4. Maschine nach einem der vorstehenden Ansprüche, dadurch gekennzeichnet, daß oberhalb der Auflagefläche (32) eine weitere Auflagefläche
(37) angeordnet ist, die mit der Auflagefläche (32) einen spitzen Winkel (ß) einschließt.
5. Maschine nach Anspruch 4, dadurch gekennzeichnet, daß die Auflageflächen (32, 37) aus einem Stück bestehen.
6. Maschine nach Anspruch 4 oder 5, dadurch gekennzeichnet, daß sich die weitere Auflagefläche (37) in der unteren und in Fahrtrichtung durch einen Anschlag begrenzten vorderen Stellung der Stütze (29) unterhalb der Materialaustrittsöffnung (27) befindet und einen Abstand
(38) zur Austrittsöffnung aufweist.
7. Maschine nach einem der Ansprüche 4 bis 6, dadurch gekennzeichnet, daß die weitere Auflagefläche (37) breiter als die oberhalb von ihr befindliche Materialaustrittsöffnung (27) ist.
8. Maschine nach einem der Ansprüche 4 bis 7, dadurch gekennzeichnet, daß die Auflagefläche (32) und die weitere Auflagefläche (37) mit Hilfe eines Steges (39) miteinander verbunden sind.
9. Maschine nach Ansprüche, dadurch gekennzeichnet, daß der Steg (39) vom unteren Teil der Stütze (29) gebildet wird.

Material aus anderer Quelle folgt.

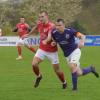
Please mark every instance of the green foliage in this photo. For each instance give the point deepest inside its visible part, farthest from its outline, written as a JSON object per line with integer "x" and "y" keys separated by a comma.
{"x": 87, "y": 13}
{"x": 17, "y": 78}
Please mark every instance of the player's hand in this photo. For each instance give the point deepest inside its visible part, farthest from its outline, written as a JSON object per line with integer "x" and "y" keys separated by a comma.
{"x": 53, "y": 43}
{"x": 81, "y": 44}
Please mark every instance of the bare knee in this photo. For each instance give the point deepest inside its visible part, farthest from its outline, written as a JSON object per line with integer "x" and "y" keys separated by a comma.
{"x": 56, "y": 68}
{"x": 73, "y": 67}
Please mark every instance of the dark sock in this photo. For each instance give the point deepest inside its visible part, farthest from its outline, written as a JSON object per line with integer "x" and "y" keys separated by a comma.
{"x": 86, "y": 70}
{"x": 36, "y": 70}
{"x": 74, "y": 80}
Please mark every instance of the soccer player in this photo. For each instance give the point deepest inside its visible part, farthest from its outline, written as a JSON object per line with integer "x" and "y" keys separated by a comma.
{"x": 22, "y": 28}
{"x": 65, "y": 37}
{"x": 44, "y": 27}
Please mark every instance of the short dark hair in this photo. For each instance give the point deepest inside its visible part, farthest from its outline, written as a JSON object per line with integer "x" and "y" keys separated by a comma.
{"x": 60, "y": 20}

10. Maschine nach einem oder mehreren der vorgenannten Ansprüche, dadurch gekennzeichnet, daß zur schwenkbaren Anordnung der Stütze (29) zumindest ein Langloch (41) vorgesehen ist.
11. Maschine nach Anspruch 10, dadurch gekennzeichnet, daß das Langloch (41) nach unten entgegen der Fahrtrichtung geneigt ist.

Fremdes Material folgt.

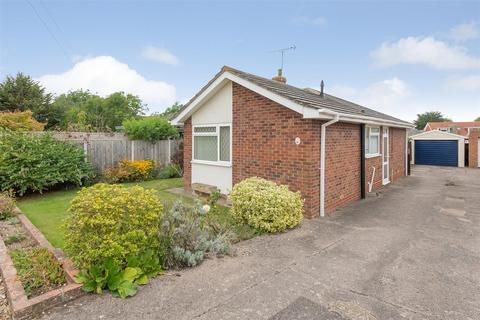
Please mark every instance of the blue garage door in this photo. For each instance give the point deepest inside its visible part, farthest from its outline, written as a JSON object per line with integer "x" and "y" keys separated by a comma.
{"x": 436, "y": 152}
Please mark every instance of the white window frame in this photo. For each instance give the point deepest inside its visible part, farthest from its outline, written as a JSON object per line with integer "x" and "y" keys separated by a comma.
{"x": 212, "y": 134}
{"x": 369, "y": 133}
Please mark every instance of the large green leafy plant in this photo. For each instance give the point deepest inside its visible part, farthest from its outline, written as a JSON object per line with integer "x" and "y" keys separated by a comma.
{"x": 265, "y": 205}
{"x": 37, "y": 162}
{"x": 120, "y": 279}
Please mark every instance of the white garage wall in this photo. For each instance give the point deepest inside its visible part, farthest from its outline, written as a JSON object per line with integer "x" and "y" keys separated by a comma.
{"x": 217, "y": 110}
{"x": 439, "y": 135}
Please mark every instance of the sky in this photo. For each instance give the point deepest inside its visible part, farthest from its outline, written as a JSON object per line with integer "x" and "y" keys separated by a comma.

12. Maschine nach einem oder mehreren der vorstehenden Ansprüche, dadurch gekennzeichnet, daß am Scharhaltehebel (10), am Schar (11) oder an der Stütze (29) ein den Schwenkbereich der Stütze nach oben in einer Lage begrenzender Anschlag (46) angebracht ist, in der sich die Auflageflächen (32, 37) der Stütze in Fahrtrichtung gesehen hinter ihrer Schwenkachse (30) befinden.